Парень улыбнулся, протянул руку Сережке:
— Раз в летчики решил идти, давай знакомиться.
— Кто это тебе сказал, что я в летчики собрался, — поглядев исподлобья на парня, сказал Сережка. — Что это, летчики всегда на танцы в форме ходят?
— А ты, оказывается, заноза, — рассмеялся летчик. — Я, наверное, на твой интерес наступил. Извини, не знал. Ну ладно, не сердись. — И летчик, хлопнув его по плечу, пошел на танцплощадку.
Сережка понял: летчик не принял его всерьез, обошелся с ним как с ребенком, который мало что смыслит в жизни. И это огорчило его еще больше.
— Что это ты, сдрейфил? — подскочил к нему Васька Косачев. — Я там Федьку Сапрыкина встретил.
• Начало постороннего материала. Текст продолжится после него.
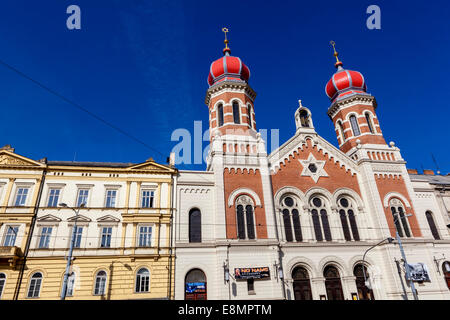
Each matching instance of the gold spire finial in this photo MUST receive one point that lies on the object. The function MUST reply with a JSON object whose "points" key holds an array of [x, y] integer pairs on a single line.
{"points": [[225, 30], [338, 63]]}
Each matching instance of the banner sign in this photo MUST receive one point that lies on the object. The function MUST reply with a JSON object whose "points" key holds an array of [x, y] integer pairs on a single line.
{"points": [[195, 287], [419, 272], [251, 273]]}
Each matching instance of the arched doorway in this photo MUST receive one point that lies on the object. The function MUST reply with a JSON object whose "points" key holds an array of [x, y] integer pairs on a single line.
{"points": [[333, 283], [195, 285], [364, 293], [446, 270], [302, 285], [195, 226]]}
Справились бы.
— Федьку? — обрадованно проговорил Сережка. — Где он?
— Сейчас подойдет.
— Вась, давай в летное училище, а?
— Чтоб девчонки на шею вешались? — ехидно поинтересовался Косачев. — Тогда все понятно.
Из дверей танцплощадки вывалился Федька. Увидев парней, широко улыбнулся, поспешил навстречу.
— Ну что, огольцы, как у вас дела? — спросил он. — Чего не танцуете?
— Мои уезжать собрались, — ответил Сережка. — Отцу предложили работать начальником аэропорта.
— Растет, значит, — протянул Сапрыкин.
— А я не поеду, — нахмурился Сережка. — Буду десятый в вечерней заканчивать. Здесь родня отыскалась. Звали меня к себе на Урал. Чего я туда поеду — ни друзей, ни знакомых. Уехали. Надо где-то работу искать.
— Вот чудак-человек, приходи к нам! — воскликнул Сапрыкин. — Я бригадиром работаю. Взлетную полосу делаем, большие самолеты к нам летать будут. Говорят, до Москвы за пять часов добраться можно будет.
— А не обманываешь? Тебе обмануть — пара пустяков.
— Кто старое вспомнит, тому глаз вон. Приходи — устрою. Правда, я в летное училище поступаю.
— Вот как! — ахнул Сережка. — Ну Федька, ну молодец! Вот не ожидал.
— И чего хорошего нашли вы в этой авиации, — буркнул Васька. — Да туда двадцать человек на место, конкурс.
29 июня
Фактически мы со своими самолетами еще учимся ходить. Морской флот силен традициями, а в авиации они еще только нащупываются. Кабина самолета определяет все; тут все видно, все на глазах, какой ты и что стоишь. Самолет проверит и оценит. Бортмеханики и летчики — это одно целое, одна семья. И этим мы сильны, я уже убедился.
Лежу один. Никифор ушел вниз по реке на разведку. Кругом море зелени — лето. Небо отсюда — крохотный клочок, такое непривычное и далекое. Засосала нас тайга в самое нутро. В чем мы провинились перед ней? И выпустит ли она нас?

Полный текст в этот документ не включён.